In the first half, the trend in hotel performance decoupled from gross domestic product growth, rubbing against historical norms, said Dan Peek, president of JLL’s hotel and hospitality team. But the reality is that the economy continues to grow and new supply remains muted. Meanwhile, the potential for federal tax rebates this year could spur better property performance – which all point to the potential for continued increasing sales volume.
In the year ahead, “we could be surprised at the upside, but at a minimum we will have measured growth,” Peek said.
Still, brokers and buyers agree that much of what does come to market will consist of listings from owners and lenders that are under pressure due to loan maturities, diminished or flat cashflows, and the need to inject capital into renovations.
“As a buyer, that’s a good thing,” said Ben Rowe, chief executive and managing partner of KHP Capital Partners. “There were fewer things to pursue over the course of the last year, but the deals we’ve been working on are more interesting and have some aspect of distress that is creating opportunity.” That coupled with improving debt markets “sets up a path for compelling returns,” Rowe said.

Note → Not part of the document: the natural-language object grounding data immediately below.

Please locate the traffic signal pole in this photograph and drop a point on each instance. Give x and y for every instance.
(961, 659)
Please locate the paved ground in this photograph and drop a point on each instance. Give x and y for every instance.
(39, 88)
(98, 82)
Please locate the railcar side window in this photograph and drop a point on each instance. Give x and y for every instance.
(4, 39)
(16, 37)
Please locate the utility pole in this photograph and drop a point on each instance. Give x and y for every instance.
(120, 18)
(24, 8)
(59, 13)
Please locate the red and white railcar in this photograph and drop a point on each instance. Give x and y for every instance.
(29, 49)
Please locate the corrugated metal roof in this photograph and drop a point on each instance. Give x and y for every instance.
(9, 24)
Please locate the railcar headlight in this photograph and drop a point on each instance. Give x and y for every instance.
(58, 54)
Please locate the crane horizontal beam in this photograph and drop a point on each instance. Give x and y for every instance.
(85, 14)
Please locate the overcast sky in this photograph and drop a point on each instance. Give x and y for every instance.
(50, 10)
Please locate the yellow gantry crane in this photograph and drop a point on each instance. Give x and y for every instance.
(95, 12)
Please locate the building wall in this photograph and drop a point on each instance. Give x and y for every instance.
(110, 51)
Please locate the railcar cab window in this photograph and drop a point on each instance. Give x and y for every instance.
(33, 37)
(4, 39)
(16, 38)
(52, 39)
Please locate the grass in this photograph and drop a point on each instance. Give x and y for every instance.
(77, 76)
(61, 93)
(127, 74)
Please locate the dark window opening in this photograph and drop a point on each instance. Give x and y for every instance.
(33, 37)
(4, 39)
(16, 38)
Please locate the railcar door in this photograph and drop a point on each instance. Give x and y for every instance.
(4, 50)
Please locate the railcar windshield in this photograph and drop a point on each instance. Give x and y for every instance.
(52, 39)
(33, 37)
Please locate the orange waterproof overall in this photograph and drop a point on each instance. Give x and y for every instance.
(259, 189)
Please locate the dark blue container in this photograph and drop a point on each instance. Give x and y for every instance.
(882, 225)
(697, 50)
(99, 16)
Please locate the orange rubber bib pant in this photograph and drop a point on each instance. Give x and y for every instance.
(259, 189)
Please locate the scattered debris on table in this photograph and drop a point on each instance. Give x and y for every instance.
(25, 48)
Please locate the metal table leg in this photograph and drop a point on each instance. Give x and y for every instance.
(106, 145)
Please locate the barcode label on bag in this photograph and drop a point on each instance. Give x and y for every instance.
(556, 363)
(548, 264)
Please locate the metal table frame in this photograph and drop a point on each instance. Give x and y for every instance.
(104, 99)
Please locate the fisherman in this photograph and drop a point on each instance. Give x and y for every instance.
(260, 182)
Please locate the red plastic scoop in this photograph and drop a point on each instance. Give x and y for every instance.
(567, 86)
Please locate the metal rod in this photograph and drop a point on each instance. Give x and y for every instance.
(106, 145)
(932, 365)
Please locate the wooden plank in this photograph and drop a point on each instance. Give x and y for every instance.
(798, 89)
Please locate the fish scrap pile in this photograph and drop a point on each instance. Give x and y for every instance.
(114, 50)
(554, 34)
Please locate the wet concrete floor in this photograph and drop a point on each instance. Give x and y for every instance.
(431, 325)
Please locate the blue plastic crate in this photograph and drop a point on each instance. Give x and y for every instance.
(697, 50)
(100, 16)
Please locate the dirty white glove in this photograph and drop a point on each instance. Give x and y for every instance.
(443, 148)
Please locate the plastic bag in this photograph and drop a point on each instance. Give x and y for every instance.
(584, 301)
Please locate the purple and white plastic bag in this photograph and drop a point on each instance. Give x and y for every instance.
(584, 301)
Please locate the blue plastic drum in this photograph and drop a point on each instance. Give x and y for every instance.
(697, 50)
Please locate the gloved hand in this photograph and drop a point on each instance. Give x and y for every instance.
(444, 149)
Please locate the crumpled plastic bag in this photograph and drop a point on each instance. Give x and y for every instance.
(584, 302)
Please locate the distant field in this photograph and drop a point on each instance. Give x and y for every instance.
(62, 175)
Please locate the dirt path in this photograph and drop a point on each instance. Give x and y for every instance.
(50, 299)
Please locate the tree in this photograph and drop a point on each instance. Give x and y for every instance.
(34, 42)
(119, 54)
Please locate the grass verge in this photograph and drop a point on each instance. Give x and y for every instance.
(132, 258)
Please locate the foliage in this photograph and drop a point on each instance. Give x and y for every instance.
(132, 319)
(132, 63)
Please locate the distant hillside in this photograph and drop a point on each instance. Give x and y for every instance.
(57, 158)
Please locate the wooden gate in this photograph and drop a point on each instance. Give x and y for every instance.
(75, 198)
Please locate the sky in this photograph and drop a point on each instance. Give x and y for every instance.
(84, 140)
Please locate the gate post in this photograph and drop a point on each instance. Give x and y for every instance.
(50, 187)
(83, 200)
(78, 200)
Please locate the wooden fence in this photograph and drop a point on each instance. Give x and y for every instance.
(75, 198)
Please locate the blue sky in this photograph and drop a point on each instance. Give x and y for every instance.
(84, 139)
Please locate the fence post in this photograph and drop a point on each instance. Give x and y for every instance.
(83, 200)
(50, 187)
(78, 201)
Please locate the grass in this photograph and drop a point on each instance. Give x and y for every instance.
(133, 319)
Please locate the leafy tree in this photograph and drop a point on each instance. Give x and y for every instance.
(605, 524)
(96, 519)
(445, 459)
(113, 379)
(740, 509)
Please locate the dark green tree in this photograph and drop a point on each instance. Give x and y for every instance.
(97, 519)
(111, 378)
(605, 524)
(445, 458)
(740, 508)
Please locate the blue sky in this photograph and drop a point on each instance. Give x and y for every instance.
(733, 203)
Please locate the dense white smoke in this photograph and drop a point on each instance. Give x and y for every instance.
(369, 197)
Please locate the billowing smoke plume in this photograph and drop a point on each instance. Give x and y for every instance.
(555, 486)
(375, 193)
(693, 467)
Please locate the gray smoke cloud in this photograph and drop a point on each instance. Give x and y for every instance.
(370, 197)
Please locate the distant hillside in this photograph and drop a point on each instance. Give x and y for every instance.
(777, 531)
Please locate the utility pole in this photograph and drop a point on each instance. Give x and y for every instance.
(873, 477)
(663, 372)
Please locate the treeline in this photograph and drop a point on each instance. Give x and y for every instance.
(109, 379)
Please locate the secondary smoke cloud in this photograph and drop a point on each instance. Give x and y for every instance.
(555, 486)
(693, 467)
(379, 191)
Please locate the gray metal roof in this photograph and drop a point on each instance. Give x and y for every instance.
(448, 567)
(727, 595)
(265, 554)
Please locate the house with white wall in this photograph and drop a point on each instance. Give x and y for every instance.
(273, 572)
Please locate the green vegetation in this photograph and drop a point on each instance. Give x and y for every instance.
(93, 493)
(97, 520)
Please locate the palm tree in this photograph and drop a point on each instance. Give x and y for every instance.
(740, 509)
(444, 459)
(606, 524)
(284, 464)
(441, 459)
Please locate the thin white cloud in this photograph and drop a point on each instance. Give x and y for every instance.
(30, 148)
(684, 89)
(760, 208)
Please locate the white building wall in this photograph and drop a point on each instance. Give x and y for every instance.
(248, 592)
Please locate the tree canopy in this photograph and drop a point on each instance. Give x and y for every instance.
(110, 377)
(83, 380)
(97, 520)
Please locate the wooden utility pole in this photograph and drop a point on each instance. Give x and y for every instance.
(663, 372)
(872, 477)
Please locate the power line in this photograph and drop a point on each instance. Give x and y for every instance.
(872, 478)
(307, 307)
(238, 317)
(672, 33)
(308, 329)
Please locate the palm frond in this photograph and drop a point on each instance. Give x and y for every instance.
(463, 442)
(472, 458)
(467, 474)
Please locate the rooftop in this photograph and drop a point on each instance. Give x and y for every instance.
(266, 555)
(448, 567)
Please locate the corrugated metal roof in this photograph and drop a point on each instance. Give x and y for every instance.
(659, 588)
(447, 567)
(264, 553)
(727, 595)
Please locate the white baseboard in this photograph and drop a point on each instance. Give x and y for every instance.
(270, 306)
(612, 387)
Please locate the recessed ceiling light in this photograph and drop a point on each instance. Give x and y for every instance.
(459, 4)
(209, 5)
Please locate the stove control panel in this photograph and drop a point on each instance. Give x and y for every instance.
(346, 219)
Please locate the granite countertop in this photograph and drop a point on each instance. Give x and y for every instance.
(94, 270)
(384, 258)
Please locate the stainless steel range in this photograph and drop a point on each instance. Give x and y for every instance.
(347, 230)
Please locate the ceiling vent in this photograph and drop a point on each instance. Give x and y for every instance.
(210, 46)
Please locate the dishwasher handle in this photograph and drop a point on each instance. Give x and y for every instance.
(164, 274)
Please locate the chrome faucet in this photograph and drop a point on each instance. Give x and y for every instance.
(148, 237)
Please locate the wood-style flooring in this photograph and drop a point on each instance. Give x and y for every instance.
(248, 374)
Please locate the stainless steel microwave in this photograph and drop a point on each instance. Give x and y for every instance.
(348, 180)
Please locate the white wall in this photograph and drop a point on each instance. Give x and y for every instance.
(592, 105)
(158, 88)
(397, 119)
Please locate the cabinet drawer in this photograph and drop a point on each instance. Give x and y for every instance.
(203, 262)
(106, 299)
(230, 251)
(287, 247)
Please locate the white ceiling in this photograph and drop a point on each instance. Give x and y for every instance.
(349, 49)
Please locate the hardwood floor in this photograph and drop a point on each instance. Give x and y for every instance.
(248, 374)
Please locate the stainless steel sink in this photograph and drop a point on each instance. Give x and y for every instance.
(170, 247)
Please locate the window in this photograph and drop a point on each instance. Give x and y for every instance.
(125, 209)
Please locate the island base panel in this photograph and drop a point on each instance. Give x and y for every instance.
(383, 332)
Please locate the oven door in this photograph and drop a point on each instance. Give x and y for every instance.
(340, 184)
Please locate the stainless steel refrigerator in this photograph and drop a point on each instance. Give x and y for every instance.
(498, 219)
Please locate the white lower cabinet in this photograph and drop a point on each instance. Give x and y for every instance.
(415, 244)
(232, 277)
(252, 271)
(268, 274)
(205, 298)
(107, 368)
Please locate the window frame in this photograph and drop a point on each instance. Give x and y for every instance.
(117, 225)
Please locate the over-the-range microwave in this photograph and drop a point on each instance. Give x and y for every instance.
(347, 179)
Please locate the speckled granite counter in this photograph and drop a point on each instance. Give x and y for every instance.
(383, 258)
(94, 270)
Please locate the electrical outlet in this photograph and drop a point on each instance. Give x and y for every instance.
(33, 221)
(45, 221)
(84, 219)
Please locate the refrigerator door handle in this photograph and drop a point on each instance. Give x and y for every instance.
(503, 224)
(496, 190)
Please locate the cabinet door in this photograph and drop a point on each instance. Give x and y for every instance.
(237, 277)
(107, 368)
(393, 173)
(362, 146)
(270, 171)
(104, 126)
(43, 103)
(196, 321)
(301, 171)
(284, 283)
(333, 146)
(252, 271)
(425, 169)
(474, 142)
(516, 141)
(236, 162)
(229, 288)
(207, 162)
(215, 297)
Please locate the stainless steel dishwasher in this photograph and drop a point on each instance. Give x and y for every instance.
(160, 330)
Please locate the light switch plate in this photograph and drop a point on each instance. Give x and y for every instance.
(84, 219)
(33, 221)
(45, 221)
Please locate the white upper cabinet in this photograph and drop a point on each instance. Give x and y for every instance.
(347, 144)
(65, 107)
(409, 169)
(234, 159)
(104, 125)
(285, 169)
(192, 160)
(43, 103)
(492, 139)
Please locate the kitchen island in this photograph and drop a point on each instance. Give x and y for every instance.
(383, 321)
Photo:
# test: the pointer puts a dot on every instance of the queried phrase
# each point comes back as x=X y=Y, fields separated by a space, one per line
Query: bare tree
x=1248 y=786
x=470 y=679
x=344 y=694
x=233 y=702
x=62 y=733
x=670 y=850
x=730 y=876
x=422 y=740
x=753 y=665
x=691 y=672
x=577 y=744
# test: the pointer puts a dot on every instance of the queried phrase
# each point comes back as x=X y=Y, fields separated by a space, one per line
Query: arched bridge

“Our general view is 2025 was more about stabilization and 2026 is about conviction returning to the markets,” added Miles Spencer, a vice chair in Newmark’s lodging capital markets group. “Muted supply, steady growth and increasingly attractive debt markets will reignite transaction volume.”
To be sure, the market remains in transition. While sales volume has improved, it still is trending well below the 10-year average of $19.53 billion, according to the Sales Comps Database. On a per-room basis, values were down 20% to an average of $273,551, on par with the weighted average in 2020.
“The market is trying to transition from risk-off to risk-on,” said Bob Webster, co-head of CBRE’s national hotel partners group. “We’ve been in a FOMM market, which is fear of making a mistake,” he said. “We need to transition the market to FOMO – fear of missing out.”
Last year was largely devoid of sales of marquee assets. The list of completed transactions consisted largely of urban properties, with New York and San Francisco picking up steam, as well as large convention-center hotels, thanks to an uptick in group and conference bookings.
Unbrokered trades were up 37.3% last year, to $4.84 billion, making up 30.8% of all activity. Brokered trades were up 7.2%, to $10.88 billion.
Broker rankings are based on property transactions that closed last year and that involved full or partial stakes valued at $25 million or more. When multiple brokers shared a listing, the dollar credit was divided evenly, but each broker was credited with one transaction. Only brokers for sellers were given credit. Portfolio transactions were included if the package price was at least $25 million.